Berlin plans a new network of bike superhighways.

Twenty years ago, Berlin’s network of sidewalk paths marked it out as one of Europe’s best places to ride a bike. But as the German capital knows well, it’s not easy to keep a reputation as a bike-friendly city. Nowadays, Berlin looks decidedly behind the times compared to Amsterdam and Copenhagen, with its bike-lane network characterized by limited space and poor separation from cars and pedestrians. Thanks to plans being hammered out by Berlin’s lawmakers right now, that could all be about to change.

At the heart of the plan lie 13 new bike superhighways, approved at the end of February. Narrowed down from an original list of 30, the first two of these new routes should begin construction by the end of 2017. As the “highway” title suggests, these won’t just be ordinary roadside paths. They will be completely segregated, unbroken longer-distance routes that will allow Berliners to get in and out of the city center much faster and more safely—without ever having to mix with cars.

To be fair, the city is still far from a terrible place to get around on two wheels. A roomy street plan means many major roads have sidewalks wide enough to make room for a single bike lane—one on each side of the street—without overly crowding pedestrians. Cyclists are still pushed into unsegregated traffic, at times. As well as being less safe, this often means cycling over backside-numbing cobblestones that can leave you more than a little saddle-sore. This might have seemed exemplary at the turn of the Millennium, but Berlin knows it can do better.

An example of one of Berlin’s current sidewalk cycle lanes. (Eric Sehr/Flickr)

The new bike highways should be laid out with a seriousness and roominess normally reserved for motor vehicles. To qualify, the new links will have to be at least 5 kilometers long and offer no more than 30 seconds of stopping time at intersections and traffic lights per kilometer. To allow safe overtaking, the highways’ lanes have to be at least 4 meters (13 feet) wide, shrinking to 3 meters when the lanes are completely separated into one-way tracks.

These rules should make them safer and faster to use, but they pose a question for Berlin that every city trying to improve conditions for cyclists must face. Where will they go? It’s easy for passionate bike advocates to say that cars should be pushed out to make space for bicycles. The sheer contentiousness of that process can serve to cause division and resentment that is in itself an impediment to change, in the end slowing down improvements.

Berlin has somewhat easier answers to this question than most cities. The city’s history of bombardment, division and reunification has opened up a few seams of space threaded in and out of the city’s heart that are ripe for development—spaces that are rare in other places. For a start, Berlin has several disused railway tracks. Gradually abandoned in the postwar period when West Berlin no longer needed heavy rail connections to Potsdam or the (now Polish) city of Szczecin, the rail links were also no use to East Berlin because their termini lay outside the GDR’s territory.
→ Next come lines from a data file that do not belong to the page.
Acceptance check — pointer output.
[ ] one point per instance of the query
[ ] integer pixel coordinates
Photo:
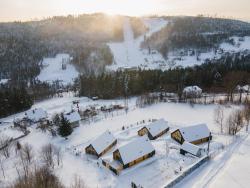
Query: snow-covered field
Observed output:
(156, 171)
(52, 70)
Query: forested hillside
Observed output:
(23, 45)
(222, 75)
(202, 33)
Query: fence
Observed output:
(188, 171)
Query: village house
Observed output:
(101, 144)
(73, 118)
(155, 129)
(192, 91)
(36, 115)
(134, 152)
(192, 149)
(196, 134)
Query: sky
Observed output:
(25, 10)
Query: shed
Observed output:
(192, 91)
(195, 134)
(134, 152)
(155, 129)
(101, 144)
(192, 149)
(73, 118)
(36, 115)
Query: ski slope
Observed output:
(128, 54)
(52, 70)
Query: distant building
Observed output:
(101, 144)
(73, 118)
(155, 129)
(192, 91)
(192, 149)
(36, 115)
(195, 134)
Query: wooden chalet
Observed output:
(192, 149)
(155, 129)
(101, 144)
(134, 152)
(73, 118)
(35, 115)
(196, 134)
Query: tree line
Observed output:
(221, 75)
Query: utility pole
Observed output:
(208, 146)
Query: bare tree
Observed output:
(27, 152)
(47, 155)
(5, 146)
(58, 154)
(77, 183)
(219, 117)
(235, 122)
(247, 115)
(2, 168)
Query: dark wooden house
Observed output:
(101, 144)
(155, 129)
(196, 134)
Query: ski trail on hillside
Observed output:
(128, 54)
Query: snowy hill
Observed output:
(182, 45)
(53, 70)
(129, 54)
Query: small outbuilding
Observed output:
(101, 144)
(192, 91)
(134, 152)
(192, 149)
(155, 129)
(196, 134)
(36, 115)
(73, 118)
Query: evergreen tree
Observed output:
(64, 129)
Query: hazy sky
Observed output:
(36, 9)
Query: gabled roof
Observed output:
(157, 127)
(103, 141)
(135, 149)
(192, 89)
(72, 117)
(36, 114)
(195, 132)
(190, 148)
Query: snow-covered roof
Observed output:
(157, 127)
(4, 81)
(191, 148)
(192, 89)
(36, 114)
(195, 132)
(72, 117)
(135, 149)
(103, 141)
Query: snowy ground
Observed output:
(128, 54)
(53, 71)
(154, 172)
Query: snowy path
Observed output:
(237, 172)
(210, 172)
(128, 53)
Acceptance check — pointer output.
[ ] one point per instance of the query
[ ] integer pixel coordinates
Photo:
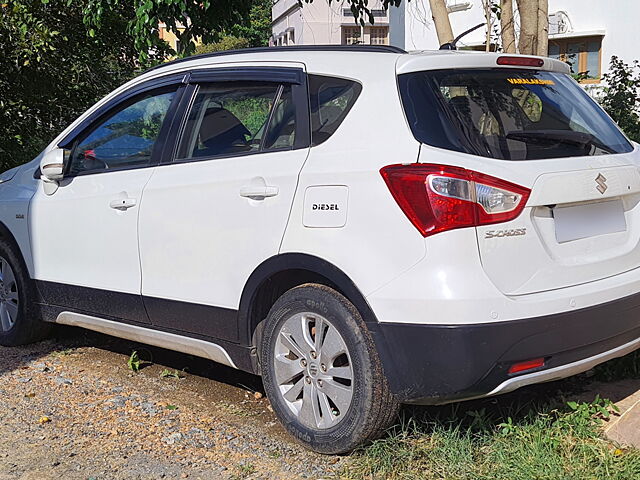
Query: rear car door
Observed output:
(85, 235)
(542, 132)
(220, 208)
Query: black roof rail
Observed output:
(295, 48)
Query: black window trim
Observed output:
(126, 99)
(294, 76)
(359, 87)
(86, 124)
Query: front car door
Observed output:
(85, 235)
(210, 217)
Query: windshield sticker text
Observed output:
(530, 81)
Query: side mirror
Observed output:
(52, 169)
(52, 165)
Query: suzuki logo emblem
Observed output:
(602, 183)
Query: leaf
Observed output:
(134, 362)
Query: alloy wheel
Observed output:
(313, 370)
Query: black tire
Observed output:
(28, 327)
(372, 408)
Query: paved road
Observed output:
(105, 422)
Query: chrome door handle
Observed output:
(258, 192)
(123, 203)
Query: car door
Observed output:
(85, 234)
(220, 208)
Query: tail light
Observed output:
(520, 61)
(437, 198)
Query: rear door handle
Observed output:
(123, 203)
(258, 192)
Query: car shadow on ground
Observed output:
(614, 380)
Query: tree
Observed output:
(507, 27)
(255, 33)
(621, 97)
(52, 69)
(533, 37)
(187, 19)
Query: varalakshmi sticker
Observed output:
(530, 81)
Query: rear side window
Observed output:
(239, 118)
(507, 114)
(330, 100)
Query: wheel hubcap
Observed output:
(313, 370)
(8, 296)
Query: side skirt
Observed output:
(171, 341)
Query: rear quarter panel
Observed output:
(375, 243)
(15, 197)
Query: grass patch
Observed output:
(506, 439)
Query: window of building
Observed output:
(126, 138)
(330, 100)
(584, 55)
(228, 119)
(370, 35)
(379, 35)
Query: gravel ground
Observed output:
(70, 408)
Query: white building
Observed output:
(585, 32)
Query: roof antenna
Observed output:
(452, 45)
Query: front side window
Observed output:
(125, 139)
(582, 54)
(238, 118)
(507, 114)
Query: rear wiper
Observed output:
(581, 139)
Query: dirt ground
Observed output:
(70, 408)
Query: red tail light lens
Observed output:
(437, 198)
(520, 61)
(525, 366)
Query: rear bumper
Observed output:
(438, 363)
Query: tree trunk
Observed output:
(543, 28)
(441, 20)
(528, 42)
(506, 26)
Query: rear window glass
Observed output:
(330, 100)
(507, 114)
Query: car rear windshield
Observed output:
(507, 114)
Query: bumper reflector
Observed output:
(524, 366)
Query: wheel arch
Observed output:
(282, 272)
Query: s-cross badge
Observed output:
(602, 183)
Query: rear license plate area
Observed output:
(589, 220)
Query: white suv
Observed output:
(361, 226)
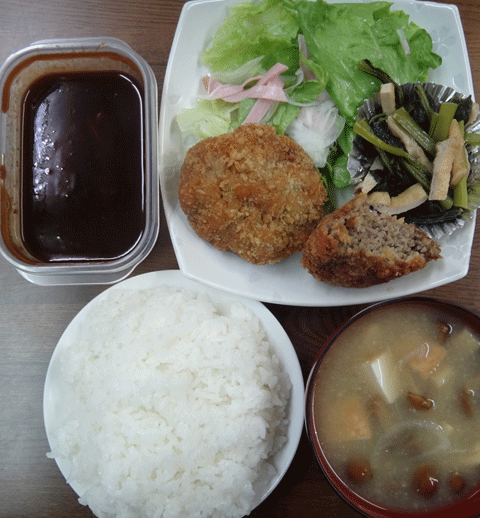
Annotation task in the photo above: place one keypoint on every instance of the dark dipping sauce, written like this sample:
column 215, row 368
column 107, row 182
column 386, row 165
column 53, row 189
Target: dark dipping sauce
column 83, row 168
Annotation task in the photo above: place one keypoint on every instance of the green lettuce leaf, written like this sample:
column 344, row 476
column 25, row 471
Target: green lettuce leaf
column 339, row 36
column 207, row 119
column 251, row 30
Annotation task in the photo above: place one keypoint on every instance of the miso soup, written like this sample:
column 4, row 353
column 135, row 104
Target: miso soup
column 396, row 405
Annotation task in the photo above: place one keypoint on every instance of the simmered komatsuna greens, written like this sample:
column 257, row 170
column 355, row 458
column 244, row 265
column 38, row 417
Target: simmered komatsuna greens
column 423, row 168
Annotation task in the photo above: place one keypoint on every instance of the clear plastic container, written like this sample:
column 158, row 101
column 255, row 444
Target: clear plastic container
column 87, row 57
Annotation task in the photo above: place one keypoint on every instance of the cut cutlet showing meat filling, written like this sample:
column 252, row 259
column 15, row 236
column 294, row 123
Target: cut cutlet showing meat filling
column 357, row 246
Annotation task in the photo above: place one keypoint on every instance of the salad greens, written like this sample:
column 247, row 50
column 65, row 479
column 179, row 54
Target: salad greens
column 257, row 35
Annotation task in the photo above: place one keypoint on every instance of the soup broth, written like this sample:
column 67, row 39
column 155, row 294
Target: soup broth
column 397, row 407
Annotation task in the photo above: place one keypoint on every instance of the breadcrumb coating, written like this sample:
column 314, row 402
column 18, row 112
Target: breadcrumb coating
column 252, row 192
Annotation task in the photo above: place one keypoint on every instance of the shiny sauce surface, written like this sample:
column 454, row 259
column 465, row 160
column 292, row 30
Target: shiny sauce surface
column 82, row 167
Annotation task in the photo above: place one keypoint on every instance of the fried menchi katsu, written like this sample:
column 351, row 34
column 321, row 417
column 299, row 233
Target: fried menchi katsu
column 252, row 192
column 357, row 246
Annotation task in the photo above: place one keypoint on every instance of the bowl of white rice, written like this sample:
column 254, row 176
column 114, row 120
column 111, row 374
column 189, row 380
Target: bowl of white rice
column 167, row 398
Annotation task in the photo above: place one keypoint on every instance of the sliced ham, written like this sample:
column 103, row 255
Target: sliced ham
column 267, row 87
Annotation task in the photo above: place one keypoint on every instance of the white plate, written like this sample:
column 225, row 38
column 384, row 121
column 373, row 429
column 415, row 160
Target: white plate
column 54, row 399
column 288, row 282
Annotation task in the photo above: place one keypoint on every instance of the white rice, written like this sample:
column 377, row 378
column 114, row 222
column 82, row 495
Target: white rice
column 174, row 406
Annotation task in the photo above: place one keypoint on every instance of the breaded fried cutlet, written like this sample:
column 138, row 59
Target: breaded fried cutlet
column 252, row 192
column 357, row 246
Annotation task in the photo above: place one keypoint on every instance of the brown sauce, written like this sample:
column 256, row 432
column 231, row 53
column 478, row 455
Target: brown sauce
column 82, row 167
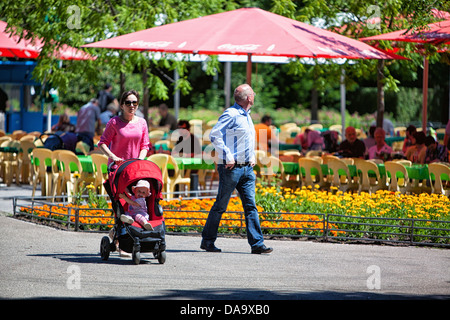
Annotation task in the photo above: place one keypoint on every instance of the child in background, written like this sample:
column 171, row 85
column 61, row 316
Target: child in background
column 137, row 206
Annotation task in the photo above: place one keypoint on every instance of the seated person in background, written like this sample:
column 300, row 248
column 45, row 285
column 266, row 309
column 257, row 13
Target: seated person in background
column 264, row 134
column 187, row 145
column 370, row 140
column 110, row 112
column 416, row 153
column 408, row 139
column 380, row 150
column 436, row 152
column 63, row 124
column 388, row 126
column 352, row 147
column 310, row 140
column 137, row 205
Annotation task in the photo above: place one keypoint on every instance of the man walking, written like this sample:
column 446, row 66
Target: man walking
column 233, row 138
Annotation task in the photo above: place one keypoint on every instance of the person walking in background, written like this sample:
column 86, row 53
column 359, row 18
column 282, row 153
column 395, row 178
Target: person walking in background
column 265, row 137
column 111, row 111
column 88, row 122
column 63, row 124
column 105, row 97
column 167, row 119
column 352, row 147
column 125, row 136
column 234, row 140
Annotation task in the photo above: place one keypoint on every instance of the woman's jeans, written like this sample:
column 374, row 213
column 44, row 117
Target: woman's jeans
column 243, row 180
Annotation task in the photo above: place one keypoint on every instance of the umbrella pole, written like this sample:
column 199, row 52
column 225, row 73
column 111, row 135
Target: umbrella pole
column 249, row 69
column 425, row 94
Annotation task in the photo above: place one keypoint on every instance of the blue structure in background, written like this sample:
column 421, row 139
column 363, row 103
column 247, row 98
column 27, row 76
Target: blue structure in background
column 20, row 73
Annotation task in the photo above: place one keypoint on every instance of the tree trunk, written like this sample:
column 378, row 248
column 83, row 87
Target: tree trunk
column 314, row 105
column 380, row 93
column 145, row 94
These former lines offer avenues of green from the outskirts toward the city center, making them ripe for a reuse that shouldn’t destroy their leafy character.

The unnecessarily huge space of the city’s central Strasse des 17. Juni is another slated location for a cycle superhighway. Plowed through the Tiergarten park, this avenue was widened by Nazi planners as a preliminary step to (probably unrealizable) plans to transform Berlin into a monumental fascist showcase, leaving it conveniently roomy. More recently, a post-reunification autobahn was carved into the city from the southeast, following the line of the Berlin Wall. This highway already possesses an unused track that could be separated off for bikes with a crash barrier.  And finally, there is the space underneath the city’s elevated subway, dubbed the “municipal umbrella” when first built. First covered by CityLab last year, this route could, if properly adapted, provide a generous dual carriageway for bikes along one of the city’s busier strips.
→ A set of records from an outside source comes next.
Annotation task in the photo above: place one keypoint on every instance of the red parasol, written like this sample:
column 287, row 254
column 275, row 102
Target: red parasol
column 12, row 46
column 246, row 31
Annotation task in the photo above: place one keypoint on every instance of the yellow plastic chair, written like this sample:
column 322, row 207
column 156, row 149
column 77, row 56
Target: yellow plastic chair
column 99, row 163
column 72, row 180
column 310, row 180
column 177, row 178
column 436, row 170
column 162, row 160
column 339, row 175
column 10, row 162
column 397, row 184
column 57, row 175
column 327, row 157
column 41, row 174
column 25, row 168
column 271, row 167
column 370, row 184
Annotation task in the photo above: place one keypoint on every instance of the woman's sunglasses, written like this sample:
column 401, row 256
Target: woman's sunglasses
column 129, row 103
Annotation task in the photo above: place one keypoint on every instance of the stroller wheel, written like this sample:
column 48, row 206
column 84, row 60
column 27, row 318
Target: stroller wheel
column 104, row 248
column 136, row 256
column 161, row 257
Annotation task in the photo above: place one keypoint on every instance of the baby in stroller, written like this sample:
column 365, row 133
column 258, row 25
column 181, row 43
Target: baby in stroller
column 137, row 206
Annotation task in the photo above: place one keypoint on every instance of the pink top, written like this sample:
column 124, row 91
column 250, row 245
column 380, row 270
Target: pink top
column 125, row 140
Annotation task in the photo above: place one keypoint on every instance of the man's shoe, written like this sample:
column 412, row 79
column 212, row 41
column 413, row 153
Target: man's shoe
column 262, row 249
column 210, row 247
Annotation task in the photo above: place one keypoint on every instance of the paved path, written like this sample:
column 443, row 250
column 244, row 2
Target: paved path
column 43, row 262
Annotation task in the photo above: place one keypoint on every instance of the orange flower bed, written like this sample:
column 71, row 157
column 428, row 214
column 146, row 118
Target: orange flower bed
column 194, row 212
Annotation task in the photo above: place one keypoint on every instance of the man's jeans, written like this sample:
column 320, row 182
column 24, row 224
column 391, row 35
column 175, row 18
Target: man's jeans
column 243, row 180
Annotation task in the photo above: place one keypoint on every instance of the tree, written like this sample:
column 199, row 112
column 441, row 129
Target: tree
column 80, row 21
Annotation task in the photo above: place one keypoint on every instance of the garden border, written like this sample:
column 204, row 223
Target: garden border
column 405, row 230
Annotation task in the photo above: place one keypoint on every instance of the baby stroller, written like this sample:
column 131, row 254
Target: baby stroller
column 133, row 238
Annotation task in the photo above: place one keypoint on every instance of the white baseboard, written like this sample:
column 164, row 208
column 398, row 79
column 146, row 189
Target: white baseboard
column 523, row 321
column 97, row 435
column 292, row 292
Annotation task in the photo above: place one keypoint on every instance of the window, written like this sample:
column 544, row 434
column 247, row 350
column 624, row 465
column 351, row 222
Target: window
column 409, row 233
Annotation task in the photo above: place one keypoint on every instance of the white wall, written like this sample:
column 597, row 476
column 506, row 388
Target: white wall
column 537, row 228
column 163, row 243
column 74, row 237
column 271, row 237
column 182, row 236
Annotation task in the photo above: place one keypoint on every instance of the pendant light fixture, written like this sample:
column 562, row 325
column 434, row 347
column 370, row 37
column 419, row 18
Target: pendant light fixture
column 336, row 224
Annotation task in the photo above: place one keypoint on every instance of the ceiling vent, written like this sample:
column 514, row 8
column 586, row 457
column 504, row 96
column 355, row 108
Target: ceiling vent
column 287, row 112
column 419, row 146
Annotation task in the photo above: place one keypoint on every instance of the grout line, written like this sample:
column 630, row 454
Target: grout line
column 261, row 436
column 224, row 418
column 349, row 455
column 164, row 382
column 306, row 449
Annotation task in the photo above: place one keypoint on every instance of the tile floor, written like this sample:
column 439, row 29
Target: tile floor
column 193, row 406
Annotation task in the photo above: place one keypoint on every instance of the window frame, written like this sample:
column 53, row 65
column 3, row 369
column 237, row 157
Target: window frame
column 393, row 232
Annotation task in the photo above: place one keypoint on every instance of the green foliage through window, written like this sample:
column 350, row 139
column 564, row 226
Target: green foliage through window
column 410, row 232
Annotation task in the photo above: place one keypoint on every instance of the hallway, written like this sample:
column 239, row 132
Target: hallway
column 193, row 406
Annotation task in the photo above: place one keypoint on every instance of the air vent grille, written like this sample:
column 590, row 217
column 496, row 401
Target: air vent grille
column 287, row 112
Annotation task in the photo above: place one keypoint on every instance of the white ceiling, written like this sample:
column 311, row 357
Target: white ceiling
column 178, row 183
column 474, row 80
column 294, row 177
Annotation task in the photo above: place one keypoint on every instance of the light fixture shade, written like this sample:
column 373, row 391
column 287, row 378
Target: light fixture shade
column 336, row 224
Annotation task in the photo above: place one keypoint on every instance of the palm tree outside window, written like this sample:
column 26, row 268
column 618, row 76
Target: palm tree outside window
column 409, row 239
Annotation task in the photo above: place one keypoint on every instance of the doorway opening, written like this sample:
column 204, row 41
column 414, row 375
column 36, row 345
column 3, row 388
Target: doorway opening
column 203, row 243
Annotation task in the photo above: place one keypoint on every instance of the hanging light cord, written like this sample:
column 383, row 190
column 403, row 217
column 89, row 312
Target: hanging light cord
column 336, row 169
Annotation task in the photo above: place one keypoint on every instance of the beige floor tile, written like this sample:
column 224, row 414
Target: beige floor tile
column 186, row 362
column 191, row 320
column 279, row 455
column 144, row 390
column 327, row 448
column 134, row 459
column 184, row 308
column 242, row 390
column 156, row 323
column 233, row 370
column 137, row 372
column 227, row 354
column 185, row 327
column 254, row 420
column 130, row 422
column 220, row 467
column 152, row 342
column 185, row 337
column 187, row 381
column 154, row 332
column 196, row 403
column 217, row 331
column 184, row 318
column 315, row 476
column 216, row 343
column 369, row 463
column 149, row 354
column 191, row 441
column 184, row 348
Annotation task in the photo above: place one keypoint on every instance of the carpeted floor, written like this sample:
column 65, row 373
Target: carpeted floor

None of these routes’ transformations come without hitches, however. The elevated subway lines may have space underneath them that is either empty or used for parking, but their path is blocked at every station by staircases leading passengers up to the raised platforms. As one commenter noted on our previous coverage, this raises the specter of bikes crashing into subway users as they exit the stations. It might also present a challenge to the ruling on no more than 30 seconds of holdups per kilometer. Meanwhile, there are citizen groups that want the unused railway lines to be returned to their original purpose by offering train services.
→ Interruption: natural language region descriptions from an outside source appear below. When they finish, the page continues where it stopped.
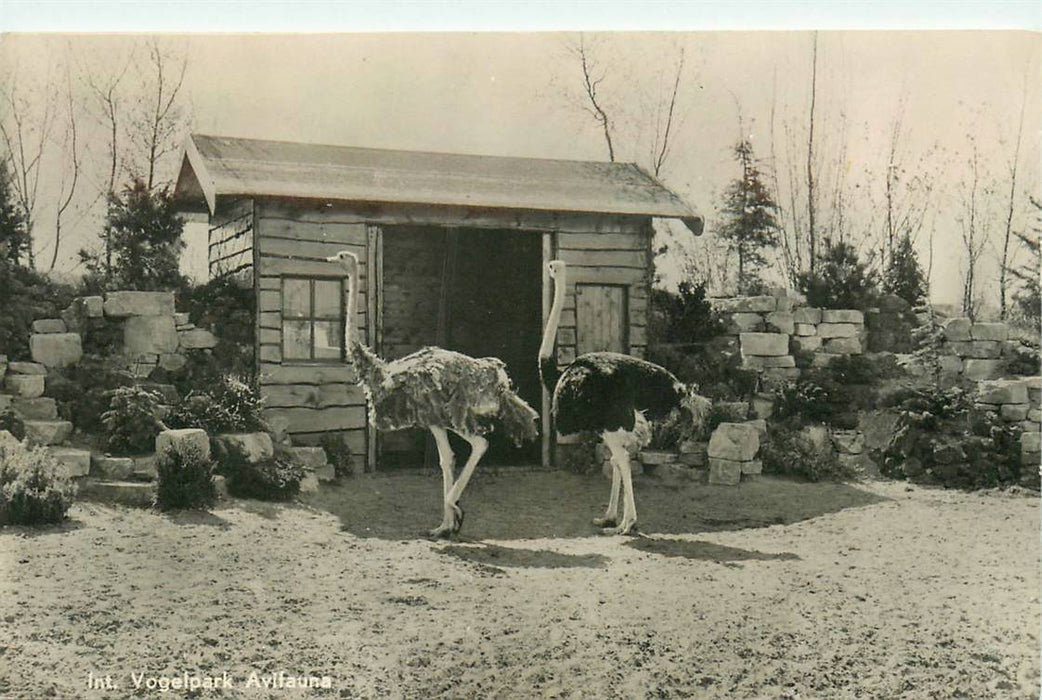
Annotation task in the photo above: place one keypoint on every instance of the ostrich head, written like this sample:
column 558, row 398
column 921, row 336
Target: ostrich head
column 347, row 258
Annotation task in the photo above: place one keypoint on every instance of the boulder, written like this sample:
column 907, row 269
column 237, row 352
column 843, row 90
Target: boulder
column 197, row 339
column 842, row 316
column 40, row 408
column 977, row 349
column 122, row 304
column 26, row 368
column 780, row 322
column 746, row 304
column 764, row 344
column 990, row 331
column 977, row 370
column 149, row 334
column 738, row 442
column 56, row 349
column 724, row 472
column 827, row 330
column 27, row 385
column 807, row 315
column 1002, row 391
column 77, row 461
column 743, row 322
column 843, row 346
column 958, row 329
column 179, row 440
column 47, row 432
column 254, row 447
column 49, row 326
column 112, row 468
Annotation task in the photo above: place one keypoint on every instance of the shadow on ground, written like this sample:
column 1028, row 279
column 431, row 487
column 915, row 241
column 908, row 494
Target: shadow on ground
column 522, row 504
column 704, row 551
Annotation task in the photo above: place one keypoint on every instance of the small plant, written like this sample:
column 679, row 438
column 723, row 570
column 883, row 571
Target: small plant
column 34, row 489
column 231, row 405
column 184, row 479
column 338, row 454
column 792, row 452
column 131, row 422
column 275, row 479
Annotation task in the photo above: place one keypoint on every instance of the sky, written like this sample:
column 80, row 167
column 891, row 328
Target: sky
column 515, row 94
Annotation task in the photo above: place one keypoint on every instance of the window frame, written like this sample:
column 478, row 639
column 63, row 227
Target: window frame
column 312, row 319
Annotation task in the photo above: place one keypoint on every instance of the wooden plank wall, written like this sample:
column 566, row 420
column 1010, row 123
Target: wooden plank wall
column 617, row 253
column 230, row 239
column 315, row 398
Berlin still has the wind of public support behind its bike plans. A popular campaign to get a city-wide referendum on more bike funding gained over 100,000 signatures last year, enough to at least put a citywide vote on the agenda. The cycle highway concept enjoys cross-party support—partly because it largely leaves car space alone. This means that when it comes to newer, faster bike links for Berlin, it’s now a question of when and how many, rather than if.